Analysts have also pointed out that the EBITDA generated by the Kruidvat stores will also boost Hutchison's coverage ratios, with EBITDA net interest coverage standing at 5.8 times as of end 2001. However, analysts also believe that gross debt to capitalisation will increase by 2.5% to 41% as a result of the associated financing. In 1999, by contrast, Hutchison reported a 26% ratio on gross debt of $11.56 billion.

Both the Eu1 billion loan and subsequent bond issue also reflect Hutchison's desire to uphold its large cash pile. As UBS Warburg analyst Tse-Ern Chia wrote in a recent research report, "In view of rising business risks and increasing debt trend, we believe that Hutch would be keen to maintain a deep liquidity cushion to protect its financial flexibility."

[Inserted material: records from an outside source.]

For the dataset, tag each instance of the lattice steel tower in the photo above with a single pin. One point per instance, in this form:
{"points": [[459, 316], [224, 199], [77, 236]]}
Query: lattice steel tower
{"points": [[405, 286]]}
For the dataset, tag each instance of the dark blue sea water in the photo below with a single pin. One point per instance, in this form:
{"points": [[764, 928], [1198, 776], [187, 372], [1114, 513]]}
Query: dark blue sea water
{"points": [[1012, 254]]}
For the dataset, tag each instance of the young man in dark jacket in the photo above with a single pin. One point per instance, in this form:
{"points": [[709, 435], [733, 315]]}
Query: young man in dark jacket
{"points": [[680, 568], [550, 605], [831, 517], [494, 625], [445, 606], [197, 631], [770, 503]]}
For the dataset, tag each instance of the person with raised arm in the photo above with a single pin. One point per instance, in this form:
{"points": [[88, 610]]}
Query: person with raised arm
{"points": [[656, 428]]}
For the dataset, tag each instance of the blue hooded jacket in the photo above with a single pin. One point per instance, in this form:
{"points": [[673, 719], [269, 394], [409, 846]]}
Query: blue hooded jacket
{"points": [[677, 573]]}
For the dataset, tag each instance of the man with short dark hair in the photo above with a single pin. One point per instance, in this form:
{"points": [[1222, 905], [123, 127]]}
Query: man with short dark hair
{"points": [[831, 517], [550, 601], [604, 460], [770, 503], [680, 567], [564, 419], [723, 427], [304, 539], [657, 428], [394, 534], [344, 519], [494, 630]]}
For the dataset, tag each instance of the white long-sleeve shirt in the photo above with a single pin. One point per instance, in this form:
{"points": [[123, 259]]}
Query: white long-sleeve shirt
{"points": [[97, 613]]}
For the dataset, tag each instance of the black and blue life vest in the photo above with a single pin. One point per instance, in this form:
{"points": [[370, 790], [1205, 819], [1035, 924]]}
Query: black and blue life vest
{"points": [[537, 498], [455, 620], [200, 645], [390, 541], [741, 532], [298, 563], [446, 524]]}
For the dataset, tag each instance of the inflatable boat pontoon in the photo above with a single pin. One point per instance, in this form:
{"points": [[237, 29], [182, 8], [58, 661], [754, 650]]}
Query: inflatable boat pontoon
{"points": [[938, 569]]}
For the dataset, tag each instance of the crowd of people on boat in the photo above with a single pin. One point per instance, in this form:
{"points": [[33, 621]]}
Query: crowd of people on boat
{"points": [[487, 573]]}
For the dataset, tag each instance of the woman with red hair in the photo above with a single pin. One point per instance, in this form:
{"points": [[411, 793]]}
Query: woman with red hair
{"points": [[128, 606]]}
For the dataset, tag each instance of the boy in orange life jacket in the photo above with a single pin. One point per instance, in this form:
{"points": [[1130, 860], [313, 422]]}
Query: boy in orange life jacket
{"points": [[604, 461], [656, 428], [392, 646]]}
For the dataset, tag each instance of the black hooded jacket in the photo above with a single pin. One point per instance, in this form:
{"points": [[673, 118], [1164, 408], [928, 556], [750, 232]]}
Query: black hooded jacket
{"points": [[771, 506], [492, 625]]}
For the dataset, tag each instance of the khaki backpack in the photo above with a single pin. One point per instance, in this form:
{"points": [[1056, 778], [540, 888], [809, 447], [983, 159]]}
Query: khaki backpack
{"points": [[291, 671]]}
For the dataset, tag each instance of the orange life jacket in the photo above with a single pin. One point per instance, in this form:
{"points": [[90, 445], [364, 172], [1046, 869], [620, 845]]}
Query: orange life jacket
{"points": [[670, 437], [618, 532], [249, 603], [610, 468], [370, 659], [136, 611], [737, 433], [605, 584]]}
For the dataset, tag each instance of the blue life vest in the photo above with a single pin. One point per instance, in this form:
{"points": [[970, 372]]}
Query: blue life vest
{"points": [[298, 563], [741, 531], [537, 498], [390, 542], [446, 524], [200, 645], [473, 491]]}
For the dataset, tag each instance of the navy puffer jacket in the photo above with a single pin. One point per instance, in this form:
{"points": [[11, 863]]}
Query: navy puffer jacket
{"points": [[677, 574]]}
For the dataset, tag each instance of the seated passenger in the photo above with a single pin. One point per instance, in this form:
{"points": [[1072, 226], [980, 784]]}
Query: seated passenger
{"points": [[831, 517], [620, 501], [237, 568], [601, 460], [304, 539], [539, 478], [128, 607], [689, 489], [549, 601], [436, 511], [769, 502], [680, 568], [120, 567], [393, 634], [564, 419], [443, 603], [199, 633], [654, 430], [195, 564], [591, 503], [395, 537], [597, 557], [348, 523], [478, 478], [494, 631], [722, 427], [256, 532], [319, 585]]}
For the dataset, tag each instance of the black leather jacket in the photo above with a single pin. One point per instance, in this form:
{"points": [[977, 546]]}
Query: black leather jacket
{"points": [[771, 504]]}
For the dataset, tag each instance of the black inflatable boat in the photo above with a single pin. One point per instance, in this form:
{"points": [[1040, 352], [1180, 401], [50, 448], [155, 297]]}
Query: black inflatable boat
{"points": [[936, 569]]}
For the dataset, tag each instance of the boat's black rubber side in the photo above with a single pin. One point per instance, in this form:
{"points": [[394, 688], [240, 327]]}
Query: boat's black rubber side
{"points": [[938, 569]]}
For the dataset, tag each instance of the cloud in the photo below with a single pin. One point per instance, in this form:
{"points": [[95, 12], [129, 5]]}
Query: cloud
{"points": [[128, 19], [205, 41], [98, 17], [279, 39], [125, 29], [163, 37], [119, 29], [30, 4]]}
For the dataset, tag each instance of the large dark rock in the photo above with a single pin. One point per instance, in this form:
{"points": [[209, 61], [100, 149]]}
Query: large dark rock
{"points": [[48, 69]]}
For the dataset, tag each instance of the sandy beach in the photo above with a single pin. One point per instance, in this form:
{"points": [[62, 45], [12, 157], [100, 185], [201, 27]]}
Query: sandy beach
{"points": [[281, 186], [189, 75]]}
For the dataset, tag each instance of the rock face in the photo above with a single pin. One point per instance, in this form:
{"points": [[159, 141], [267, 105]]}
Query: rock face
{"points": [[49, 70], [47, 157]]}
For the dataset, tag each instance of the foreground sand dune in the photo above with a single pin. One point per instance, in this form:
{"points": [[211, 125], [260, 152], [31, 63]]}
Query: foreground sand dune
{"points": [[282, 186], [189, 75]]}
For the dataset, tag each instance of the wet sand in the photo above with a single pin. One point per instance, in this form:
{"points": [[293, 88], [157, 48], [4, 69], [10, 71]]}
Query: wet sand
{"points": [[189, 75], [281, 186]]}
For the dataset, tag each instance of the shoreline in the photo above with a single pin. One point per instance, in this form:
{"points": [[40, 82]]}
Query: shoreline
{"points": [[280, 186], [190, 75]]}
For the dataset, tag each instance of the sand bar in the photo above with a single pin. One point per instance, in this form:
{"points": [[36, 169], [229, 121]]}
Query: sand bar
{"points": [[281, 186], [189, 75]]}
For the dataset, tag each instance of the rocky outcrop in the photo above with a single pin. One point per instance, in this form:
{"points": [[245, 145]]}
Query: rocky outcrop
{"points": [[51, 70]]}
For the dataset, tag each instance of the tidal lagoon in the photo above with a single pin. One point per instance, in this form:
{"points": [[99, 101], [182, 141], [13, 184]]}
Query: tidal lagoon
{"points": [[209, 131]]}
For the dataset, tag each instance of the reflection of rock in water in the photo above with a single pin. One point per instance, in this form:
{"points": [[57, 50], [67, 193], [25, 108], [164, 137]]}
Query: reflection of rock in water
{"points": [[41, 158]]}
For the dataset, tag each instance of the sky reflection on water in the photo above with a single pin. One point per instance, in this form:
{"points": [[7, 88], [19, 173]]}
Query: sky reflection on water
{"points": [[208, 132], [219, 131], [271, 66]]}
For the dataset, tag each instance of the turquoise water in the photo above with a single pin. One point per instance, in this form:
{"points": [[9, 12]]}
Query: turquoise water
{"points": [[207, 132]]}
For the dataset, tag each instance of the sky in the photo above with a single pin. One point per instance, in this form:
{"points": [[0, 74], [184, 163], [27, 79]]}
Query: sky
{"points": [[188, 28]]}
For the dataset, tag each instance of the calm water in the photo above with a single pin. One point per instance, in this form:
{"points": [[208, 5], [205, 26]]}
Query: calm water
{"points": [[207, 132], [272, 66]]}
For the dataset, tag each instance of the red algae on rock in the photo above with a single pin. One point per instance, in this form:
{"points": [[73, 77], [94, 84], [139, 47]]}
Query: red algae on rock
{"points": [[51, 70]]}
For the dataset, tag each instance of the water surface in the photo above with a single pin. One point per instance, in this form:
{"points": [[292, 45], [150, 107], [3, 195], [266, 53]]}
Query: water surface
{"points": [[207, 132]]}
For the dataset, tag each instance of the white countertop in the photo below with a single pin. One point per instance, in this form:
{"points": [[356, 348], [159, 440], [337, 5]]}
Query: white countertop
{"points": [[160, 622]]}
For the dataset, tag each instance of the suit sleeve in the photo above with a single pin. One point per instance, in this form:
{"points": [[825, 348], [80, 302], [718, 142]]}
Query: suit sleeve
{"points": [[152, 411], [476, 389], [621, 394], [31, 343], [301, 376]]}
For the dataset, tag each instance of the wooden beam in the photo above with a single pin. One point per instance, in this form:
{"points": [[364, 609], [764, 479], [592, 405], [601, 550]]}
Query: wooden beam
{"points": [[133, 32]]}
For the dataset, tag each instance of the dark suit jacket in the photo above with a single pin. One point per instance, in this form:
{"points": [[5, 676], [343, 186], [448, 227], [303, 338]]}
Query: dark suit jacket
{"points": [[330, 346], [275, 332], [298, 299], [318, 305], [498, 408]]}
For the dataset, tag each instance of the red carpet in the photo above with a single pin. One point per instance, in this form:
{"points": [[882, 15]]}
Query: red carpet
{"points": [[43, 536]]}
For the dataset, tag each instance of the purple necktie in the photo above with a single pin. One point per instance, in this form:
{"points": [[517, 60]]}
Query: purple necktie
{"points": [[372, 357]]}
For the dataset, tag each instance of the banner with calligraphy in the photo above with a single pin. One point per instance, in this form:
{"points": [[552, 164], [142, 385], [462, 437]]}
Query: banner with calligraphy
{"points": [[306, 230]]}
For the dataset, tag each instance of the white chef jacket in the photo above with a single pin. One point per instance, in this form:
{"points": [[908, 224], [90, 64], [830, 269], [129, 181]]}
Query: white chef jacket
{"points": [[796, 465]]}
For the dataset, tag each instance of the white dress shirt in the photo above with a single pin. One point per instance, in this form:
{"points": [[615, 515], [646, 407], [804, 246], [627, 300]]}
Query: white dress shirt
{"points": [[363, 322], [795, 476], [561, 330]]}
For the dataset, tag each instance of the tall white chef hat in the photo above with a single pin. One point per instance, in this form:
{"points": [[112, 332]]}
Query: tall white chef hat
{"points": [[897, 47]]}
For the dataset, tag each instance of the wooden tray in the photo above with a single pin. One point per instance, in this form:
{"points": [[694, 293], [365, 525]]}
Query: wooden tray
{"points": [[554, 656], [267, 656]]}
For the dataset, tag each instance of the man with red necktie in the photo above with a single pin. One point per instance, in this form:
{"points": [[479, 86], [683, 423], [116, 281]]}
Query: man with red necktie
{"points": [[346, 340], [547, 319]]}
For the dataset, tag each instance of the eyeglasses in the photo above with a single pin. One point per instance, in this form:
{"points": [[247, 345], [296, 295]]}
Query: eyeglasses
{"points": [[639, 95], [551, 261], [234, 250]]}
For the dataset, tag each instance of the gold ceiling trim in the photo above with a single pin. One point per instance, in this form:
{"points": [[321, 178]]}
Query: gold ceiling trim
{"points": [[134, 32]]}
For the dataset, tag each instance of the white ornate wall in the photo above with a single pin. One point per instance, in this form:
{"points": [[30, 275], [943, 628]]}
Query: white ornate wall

These business risks are entirely telecoms related, with analysts highlighting two worrying issues relating to its 3G business, which the company is scheduled to start rolling out in the UK next month. The first concerns its equity investments in Vodafone and Deutsche Telekom. While Hutch marked the securities to market in June 2002 (down $1.42 billion), it did not make any provisions for them in its P&L, because it said it had no intention of selling the stakes at current market levels.

The second relates to the carrying cost of its 3G businesses, for which it has set aside $16.7 billion for licenses and capex investment. KPN, its partner in Hutch 3G UK recently wrote down the value of its 15% stake to GBP150 million, assigning an overall valuation of GBP1 billion to the venture. By contrast, Hutchison, which has a far more optimistic view of its 3G prospects, still maintains its original valuation of GBP2.6 billion for a 65% stake.

On the plus side, the company's cash pile is very large ($15.61 billion end June), its 3G businesses are fully funded and EBITDA continues to be well supported by its diversified operations in the ports, retail, infrastructure, property and energy sectors.

From Hutchison's perspective, a bond deal now makes sense in the context of a low interest rate environment and ahead of potential headline risk concerning slower than expected take-up after the new 3G service commences in October. The company has always shown itself to be one of Asia's most savvy borrowers when it comes to timing its transactions and it will interesting to see how it is able to position itself after losing its customary upper hand with investors.

From an investment standpoint, observers believe the new deal will help fill a shortage of investable assets and play well in Asia where Hong Kong based investors are still flush with liquidity and less sensitive to 3G related concerns.